Sitting on the bike, these shocks seem much stiffer. Haven't ridden the bike since installation.

The old Marzocchi shocks on the bike were tired and one started leaking some oil at some point. I just noticed the oil loss. These shocks are rebuildable but I have never rebuilt a shock and don't intend to start now. They will go onto EBay for someone else to rebuild. I got a lot of years use out of these. I see new ones from Italy are costing over $400.00 in most cases.

Pulled the wheels / hubs off the little trailer yesterday to repack the wheel bearings. The "castle nuts" holes through the axle are singular. The PO had tightened the castle nuts pretty tight to get to the next slot for the cotter pin. I prefer the bearings to be a bit more relaxed so after repacking the bearings I set them where I was comfortable with the bearing tension. Didn't want them too tight as that will cause more heat / wear quickly.
I've also been busy moving excess BMW parts via EBay. Sold a /7 fuel tank, some Dealer Repair Manuals, a Final Drive, a whole bunch of small misc. items.....things I just don't really have room for. I'll continue to go through the extra parts and sell some more. EBay selling isn't too big a hassle, but packaging and shipping is the  pain. The local Post Office is small and typically there will be 10 - 20 people waiting in line. I couldn't even get a "free" Flat Rate Box without waiting in line for 30 - 40 minutes. They used to have them out, but now you have to ask for one, which means waiting in line to even get a box. I call BS on that.
Shipping / packing costs are expensive. I "guesstimated" $39.00 to ship the large fuel tank. Had to buy a $6.00 roll of bubble wrap, a $10.00 Roll of foam rubber, two large boxes @ $2.00 each, plus packing tape (nearly used an entire roll)....then the shipping fee was $60.00 via UPS. Yikes, I missed that one by a mile. Took a nearly $40.00 "hit" over what I had estimated. Shipping a fuel tank takes a LOT of padding. I wrap the tank in bubble wrap, then wrapped it in soft cloth, then into a large garbage bag, then wrap the entire works in a new foam rubber mattress pad. The whole pile then goes into a large box, then another large box of the same size is fed over the other one. Then about a "mile" of tape goes round & round the box. I probably "over pack" such items but to ensure a safe delivery, care needs to be taken to avoid damage from the shipping / handling gorillas.
I went to the next town East of us the other day to mail stuff and get some boxes.
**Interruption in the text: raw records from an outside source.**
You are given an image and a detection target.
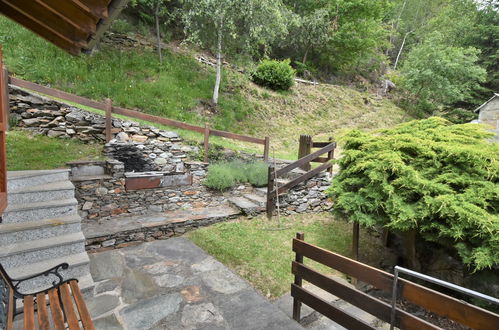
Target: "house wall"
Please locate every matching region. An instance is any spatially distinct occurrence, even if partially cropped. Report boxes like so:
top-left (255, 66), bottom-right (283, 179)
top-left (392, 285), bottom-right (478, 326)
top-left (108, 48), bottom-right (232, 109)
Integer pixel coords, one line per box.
top-left (478, 97), bottom-right (499, 129)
It is a 39 mile round trip but is a good reason to get in a little it is over the Telegraph Pass so is a pretty drive.
I still have a large amount of parts to go through....more final drives, an R60 engine, 5 different transmissions. (Two in pieces and three complete). Just am not sure of their conditions as they came from derelict bikes. I've been "hoarding" a couple of transmissions for a number of years, a 4 speed and a 5 speed. I came into another "newer" (probably mid 70's) 5 speed the other day which I'll probably hang onto. Damn near have enough parts to assemble another bike. I have 3 frames (with titles)  sitting at a guys place 90 miles north of here. Need to go get them at some point.

Saturday, January 18, 2014

Trailer First Impression

Couldn't get a passenger in the "chair" today.
Went ahead and loaded the typical plethora of camping gear we typically haul with us into the trailer.
A LOT of gear. Looking at the quantity of stuff, it is hard to imagine that all that crap usually goes onto the sidecar.
I ran about 10 miles around the area. The only way I could really tell I was pulling a trailer was by looking in the mirror and seeing it. If it drives as well with a passenger I'll be happy.
Of course highway speeds, corners, grades, etc. will be the real test. We're planning a camping trip in a couple of weeks. Maybe we can make an earlier run somewhere?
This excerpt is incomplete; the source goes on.